Spannung in vigo: solitaire du figaro paprec setzt kurs nach frankreich

Ein strahlender Sonntagmorgen in Vigo markierte das Ende eines viertägigen Segel-Highlights: Die Flotte der 57. Auflage der Solitaire du Figaro Paprec verließ die spanische Küstenstadt, um die zweite Etappe nach Pornichet in Frankreich anzugehen. Was als stürmisch vorhergesagt wurde, entwickelte sich zu einem perfekten Segeltag – ein willkommener Kontrast zu den Herausforderungen, die die Regattateilnehmer noch erwarten.

Hunderte begleiten die flotte aus vigo

Hunderte von Booten säumten die Ria de Vigo, um die Abfahrt der Flotte zu verfolgen und ein beeindruckendes Bild zu liefern. Die Atmosphäre war geladen, die Spannung spürbar. Die Organisatoren und die Stadt Vigo können stolz auf die gelungene Austragung der ersten Etappe sein, die das internationale Segelpublikum begeisterte.
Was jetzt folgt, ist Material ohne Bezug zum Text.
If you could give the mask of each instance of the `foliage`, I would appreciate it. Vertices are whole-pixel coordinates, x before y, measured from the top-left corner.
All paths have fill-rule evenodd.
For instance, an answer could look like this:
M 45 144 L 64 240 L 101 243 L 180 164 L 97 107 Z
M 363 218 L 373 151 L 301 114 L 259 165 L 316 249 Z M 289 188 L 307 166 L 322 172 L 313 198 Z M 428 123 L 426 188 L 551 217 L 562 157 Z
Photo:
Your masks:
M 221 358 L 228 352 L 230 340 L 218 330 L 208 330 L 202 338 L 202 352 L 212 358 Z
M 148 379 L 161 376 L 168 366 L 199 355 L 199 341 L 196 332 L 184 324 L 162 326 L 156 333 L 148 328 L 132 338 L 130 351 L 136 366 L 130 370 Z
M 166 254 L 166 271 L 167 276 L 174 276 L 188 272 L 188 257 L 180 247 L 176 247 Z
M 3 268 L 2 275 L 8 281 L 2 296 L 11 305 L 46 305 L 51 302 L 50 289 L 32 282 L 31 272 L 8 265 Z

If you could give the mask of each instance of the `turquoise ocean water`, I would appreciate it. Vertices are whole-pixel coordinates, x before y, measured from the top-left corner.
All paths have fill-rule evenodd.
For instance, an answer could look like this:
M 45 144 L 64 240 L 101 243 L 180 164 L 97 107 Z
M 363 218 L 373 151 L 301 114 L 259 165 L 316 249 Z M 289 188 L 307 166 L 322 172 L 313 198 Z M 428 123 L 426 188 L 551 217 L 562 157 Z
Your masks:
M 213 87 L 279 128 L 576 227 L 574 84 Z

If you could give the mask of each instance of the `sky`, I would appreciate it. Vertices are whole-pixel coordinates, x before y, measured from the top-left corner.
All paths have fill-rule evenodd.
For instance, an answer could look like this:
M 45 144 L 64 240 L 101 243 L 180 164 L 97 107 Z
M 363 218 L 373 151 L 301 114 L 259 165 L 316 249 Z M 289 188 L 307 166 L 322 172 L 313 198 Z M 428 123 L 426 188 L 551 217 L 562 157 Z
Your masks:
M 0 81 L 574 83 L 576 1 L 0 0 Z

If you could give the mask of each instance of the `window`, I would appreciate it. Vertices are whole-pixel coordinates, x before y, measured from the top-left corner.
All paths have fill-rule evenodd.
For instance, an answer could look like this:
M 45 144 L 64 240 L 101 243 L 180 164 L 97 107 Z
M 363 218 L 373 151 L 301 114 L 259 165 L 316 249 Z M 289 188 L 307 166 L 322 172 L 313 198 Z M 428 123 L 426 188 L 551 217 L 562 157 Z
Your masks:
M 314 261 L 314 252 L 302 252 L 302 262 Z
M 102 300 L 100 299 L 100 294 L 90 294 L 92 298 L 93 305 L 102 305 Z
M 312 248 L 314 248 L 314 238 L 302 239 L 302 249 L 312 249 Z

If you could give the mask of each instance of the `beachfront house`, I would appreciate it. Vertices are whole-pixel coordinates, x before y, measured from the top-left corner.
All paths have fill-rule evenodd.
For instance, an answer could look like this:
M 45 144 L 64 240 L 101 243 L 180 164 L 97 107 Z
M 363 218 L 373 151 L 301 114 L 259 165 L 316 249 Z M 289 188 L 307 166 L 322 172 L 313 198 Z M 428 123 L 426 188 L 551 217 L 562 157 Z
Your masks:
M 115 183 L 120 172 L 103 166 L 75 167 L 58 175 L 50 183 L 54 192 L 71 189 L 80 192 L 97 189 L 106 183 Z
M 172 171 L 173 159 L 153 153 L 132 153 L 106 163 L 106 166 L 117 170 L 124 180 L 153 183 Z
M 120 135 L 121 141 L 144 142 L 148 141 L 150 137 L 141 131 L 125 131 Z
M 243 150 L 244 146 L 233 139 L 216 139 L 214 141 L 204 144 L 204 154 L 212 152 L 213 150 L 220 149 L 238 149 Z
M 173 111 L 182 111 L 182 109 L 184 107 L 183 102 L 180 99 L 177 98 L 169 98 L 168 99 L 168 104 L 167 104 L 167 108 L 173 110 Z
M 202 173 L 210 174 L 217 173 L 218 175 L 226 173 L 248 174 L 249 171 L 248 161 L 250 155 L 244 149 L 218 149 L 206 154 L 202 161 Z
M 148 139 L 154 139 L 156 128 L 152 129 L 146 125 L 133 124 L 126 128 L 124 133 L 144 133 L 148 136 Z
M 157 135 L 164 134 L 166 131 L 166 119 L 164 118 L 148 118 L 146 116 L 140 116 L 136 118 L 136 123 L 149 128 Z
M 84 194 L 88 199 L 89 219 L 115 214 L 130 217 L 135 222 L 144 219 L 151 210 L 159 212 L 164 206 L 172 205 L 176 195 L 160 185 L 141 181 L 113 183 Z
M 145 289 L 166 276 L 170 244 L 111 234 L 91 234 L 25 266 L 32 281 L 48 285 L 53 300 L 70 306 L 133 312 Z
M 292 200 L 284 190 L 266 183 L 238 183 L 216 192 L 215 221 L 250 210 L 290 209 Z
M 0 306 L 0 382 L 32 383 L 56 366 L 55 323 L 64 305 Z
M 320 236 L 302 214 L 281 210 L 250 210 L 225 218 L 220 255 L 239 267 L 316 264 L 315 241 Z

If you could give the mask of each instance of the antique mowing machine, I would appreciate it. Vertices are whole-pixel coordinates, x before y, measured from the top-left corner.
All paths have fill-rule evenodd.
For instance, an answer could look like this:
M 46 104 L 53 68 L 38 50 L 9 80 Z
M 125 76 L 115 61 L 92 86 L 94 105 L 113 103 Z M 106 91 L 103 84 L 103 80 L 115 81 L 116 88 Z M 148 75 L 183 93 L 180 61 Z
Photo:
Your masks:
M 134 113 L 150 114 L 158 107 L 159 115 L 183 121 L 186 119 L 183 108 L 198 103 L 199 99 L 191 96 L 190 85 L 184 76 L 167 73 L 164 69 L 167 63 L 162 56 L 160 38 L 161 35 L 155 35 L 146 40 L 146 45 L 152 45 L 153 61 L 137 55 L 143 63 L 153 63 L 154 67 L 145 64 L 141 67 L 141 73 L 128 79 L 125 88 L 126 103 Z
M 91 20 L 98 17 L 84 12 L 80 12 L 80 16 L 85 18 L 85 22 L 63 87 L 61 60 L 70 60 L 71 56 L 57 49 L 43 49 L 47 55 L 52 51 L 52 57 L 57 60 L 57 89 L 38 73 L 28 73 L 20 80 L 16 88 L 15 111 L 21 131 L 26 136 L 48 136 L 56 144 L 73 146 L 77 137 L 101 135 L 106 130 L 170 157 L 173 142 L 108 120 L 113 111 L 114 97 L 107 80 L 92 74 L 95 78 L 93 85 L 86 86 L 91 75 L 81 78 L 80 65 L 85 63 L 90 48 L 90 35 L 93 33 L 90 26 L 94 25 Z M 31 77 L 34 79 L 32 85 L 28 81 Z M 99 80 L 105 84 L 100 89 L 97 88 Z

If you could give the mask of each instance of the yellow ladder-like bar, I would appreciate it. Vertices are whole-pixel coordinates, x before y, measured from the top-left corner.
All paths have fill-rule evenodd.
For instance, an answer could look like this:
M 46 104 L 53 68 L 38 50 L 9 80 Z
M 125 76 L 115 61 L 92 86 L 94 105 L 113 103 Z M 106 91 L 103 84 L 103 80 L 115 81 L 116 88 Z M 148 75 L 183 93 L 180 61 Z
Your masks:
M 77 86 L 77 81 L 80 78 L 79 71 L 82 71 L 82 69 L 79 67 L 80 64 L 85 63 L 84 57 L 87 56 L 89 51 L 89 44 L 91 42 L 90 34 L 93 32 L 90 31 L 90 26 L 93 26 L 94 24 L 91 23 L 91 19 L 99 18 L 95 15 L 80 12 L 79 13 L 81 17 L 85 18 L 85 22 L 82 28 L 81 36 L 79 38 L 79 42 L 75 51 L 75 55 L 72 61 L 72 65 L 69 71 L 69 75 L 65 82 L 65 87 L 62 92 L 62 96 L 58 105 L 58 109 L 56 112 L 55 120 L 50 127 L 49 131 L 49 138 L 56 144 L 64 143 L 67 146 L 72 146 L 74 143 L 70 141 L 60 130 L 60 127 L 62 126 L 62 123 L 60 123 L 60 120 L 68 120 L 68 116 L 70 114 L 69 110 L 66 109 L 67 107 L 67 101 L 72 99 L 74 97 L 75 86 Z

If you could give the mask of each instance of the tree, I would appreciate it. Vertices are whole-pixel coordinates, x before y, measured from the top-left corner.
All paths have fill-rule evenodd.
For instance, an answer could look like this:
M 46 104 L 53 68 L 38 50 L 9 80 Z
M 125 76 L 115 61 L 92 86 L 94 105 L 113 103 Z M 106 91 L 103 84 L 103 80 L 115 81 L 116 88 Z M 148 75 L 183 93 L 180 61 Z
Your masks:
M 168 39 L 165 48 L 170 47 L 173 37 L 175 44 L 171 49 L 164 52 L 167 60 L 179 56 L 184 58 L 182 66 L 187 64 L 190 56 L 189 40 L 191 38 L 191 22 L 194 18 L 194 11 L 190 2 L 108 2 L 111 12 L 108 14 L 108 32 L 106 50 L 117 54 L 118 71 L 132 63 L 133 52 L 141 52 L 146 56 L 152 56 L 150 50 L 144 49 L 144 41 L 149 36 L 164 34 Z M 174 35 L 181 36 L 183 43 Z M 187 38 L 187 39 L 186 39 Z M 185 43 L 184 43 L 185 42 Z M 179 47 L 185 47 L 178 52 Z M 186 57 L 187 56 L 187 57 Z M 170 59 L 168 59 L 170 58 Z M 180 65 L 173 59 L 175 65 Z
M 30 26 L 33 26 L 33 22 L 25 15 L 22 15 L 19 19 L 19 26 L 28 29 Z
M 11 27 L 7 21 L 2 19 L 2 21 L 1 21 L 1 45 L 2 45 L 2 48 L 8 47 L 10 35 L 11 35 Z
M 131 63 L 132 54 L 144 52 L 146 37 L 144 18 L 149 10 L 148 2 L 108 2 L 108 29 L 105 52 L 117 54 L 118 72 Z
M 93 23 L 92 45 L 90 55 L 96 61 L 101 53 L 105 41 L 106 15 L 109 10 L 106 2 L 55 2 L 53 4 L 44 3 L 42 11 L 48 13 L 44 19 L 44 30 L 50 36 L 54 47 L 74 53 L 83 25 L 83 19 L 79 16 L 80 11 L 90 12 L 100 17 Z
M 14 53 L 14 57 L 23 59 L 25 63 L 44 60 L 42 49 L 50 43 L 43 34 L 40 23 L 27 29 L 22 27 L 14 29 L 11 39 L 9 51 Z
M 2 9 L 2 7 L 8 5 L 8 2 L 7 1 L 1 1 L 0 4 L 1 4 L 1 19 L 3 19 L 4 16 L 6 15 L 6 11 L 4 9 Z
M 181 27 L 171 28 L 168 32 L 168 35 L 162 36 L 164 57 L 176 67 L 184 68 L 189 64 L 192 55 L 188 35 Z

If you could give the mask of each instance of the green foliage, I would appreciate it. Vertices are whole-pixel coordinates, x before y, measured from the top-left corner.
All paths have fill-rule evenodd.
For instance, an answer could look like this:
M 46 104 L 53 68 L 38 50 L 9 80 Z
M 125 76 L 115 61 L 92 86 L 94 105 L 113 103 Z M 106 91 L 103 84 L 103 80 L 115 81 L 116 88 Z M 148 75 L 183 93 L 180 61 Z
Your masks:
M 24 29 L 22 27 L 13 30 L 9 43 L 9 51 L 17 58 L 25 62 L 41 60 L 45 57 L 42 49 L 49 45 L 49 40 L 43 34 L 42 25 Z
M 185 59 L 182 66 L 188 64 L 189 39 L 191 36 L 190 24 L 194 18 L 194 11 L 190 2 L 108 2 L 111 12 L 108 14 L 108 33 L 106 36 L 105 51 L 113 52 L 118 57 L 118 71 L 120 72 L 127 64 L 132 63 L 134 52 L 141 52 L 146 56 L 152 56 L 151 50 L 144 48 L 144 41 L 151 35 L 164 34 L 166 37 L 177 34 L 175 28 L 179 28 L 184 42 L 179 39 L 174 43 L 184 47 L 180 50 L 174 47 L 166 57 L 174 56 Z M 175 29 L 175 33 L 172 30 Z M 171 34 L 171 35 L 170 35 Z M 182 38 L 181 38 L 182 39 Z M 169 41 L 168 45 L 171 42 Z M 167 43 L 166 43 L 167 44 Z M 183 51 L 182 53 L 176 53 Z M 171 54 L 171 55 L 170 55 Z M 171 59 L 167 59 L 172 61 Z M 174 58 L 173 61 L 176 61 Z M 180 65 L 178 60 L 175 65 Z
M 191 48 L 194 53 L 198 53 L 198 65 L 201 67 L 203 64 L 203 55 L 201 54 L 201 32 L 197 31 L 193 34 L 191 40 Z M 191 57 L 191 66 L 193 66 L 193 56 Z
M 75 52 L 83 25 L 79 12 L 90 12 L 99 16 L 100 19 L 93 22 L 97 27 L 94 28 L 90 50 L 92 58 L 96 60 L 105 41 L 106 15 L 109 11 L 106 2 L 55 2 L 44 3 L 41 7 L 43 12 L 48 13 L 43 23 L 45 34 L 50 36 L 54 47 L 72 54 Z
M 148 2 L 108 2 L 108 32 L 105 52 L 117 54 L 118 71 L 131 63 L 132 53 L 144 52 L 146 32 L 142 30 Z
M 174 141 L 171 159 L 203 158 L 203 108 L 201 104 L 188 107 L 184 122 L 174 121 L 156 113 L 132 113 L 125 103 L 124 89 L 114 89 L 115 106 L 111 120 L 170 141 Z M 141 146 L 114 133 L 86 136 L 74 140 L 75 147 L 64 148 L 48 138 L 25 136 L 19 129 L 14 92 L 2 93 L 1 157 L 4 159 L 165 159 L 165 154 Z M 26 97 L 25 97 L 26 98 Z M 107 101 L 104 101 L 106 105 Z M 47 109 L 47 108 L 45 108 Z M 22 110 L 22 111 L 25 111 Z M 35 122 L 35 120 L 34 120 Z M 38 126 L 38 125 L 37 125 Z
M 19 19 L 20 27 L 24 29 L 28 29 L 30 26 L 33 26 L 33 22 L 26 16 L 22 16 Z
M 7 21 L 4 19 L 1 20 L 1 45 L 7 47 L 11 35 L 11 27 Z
Vizepräsidentin Luisa Sánchez der Deputación de Pontevedra verabschiedete die Segler persönlich am Kai, darunter auch den irischen Etappensieger Tom Dolan. Dolan bedankte sich für die „herausragende Arbeit der Organisation“ und betonte, wie die Segler während ihres Aufenthalts in Vigo zu einer Art Familie geworden seien. Sánchez bekräftigte das Engagement der Provinz für die Fortsetzung des Events in Vigo: „Wir werden alles tun, um sicherzustellen, dass Vigo auch in Zukunft ein wichtiger Austragungsort für solche prestigeträchtigen Regatten bleibt.“

Die Flotte verließ die Ria zwischen Cabo Home und den Cíes-Inseln, wobei sich die Bedingungen zunächst ideal für eine enge Navigation erwiesen. Der Wind aus Südwest mit etwa 10 Knoten ermöglichte es den Teilnehmern, die Ria unter Segel zu verlassen.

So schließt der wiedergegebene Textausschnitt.